There were a lot of problems with Sahel solidarity in the West that we wanted to address together:
- How can we teach people about AFRICOM in a way that makes them want to teach others?
- Why exactly does AFRICOM exist?
- What should people in the US learn from African resistance to AFRICOM?
- How can we challenge the media portrayal of the Sahel states?
- How can activists in the US learn better commitment to their organisations? o
- What should we be learning and applying from Cabral, Nkrumah and Toure?
The exercise fair ran for about an hour. The learning that happened during the fair was used as the basis for the central activity of the workshop which was the production of a collective pamphlet in a similar manner to Cumbernauld Squares. At this point the tables were rearranged into small groups so that people could work together. The exercises that had been done in the first hour were accessible for people to see, becoming material for the production of new learning materials.
Here is a link to one of the exercises that we created for the fair, and here are some pictures:
[11:00 - 12:30] Exercise Fair
As people come in, BAP/CCTE people greet them, explain how the tables work, explain where the food/bathroom is, and tell them that we will introduce everyone at 11.20, but in the meantime we are just getting started.

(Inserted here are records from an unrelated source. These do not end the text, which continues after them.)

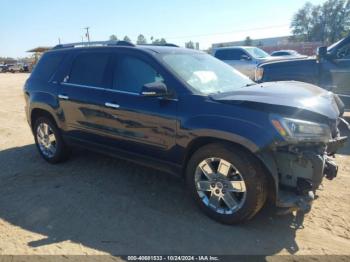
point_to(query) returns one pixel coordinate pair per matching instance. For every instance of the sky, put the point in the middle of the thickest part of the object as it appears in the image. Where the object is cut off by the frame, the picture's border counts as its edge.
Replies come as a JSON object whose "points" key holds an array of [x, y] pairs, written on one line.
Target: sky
{"points": [[26, 24]]}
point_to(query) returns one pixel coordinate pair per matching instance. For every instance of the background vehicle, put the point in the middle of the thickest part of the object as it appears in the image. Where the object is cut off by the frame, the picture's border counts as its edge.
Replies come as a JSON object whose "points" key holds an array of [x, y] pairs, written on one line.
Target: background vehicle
{"points": [[183, 111], [19, 67], [243, 58], [289, 53], [3, 68], [330, 69]]}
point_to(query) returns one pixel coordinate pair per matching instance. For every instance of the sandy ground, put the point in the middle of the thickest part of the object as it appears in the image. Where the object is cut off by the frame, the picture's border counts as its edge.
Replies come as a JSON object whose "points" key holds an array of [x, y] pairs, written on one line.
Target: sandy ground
{"points": [[94, 204]]}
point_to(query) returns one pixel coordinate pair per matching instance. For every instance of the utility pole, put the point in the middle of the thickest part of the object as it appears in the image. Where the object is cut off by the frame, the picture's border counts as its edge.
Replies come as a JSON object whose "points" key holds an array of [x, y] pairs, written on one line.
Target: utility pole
{"points": [[87, 33]]}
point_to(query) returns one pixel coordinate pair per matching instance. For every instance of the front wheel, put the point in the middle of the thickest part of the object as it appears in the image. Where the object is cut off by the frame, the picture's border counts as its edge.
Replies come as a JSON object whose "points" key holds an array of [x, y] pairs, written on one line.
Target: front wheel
{"points": [[227, 183], [49, 141]]}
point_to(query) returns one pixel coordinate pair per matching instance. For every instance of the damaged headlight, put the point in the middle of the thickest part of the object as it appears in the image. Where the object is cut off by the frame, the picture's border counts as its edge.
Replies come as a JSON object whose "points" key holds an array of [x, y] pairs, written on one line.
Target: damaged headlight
{"points": [[296, 130]]}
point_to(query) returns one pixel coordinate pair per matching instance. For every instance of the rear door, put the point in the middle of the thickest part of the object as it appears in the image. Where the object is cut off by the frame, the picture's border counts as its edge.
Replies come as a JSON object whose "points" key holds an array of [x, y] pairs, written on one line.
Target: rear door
{"points": [[82, 95], [145, 125]]}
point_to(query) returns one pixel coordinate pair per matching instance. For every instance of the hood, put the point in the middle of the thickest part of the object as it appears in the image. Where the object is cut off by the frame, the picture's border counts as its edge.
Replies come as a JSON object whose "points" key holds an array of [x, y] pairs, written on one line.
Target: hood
{"points": [[287, 93]]}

Greeter might say something like this:
“We’ve set up seven tables which you can visit in any order you like, taking breaks as you prefer. You probably won’t get round all of them in the next hour, unless you are very efficient, so we recommend that you pick three that you are particularly interested in, and then make sure you get round those, and then if you have time you can also visit others. You can see the subject matter of the tables written on them. We encourage you to work in pairs or small groups - this can be people you know, or people you don’t know. It’s great if it’s someone you don’t know. You can approach the exercises in groups of 2-4” |
We will have seven tables laid out around the room for people to circulate around. People will be able to move around the tables at their own pace, each exercise should take no more than 20 minutes.
All facilitators (CCTE and BAP/other orgs) can move between tables to help people complete them. We hope that facilitators will be able to participate, but we should also expect that they will spend a lot of time helping others.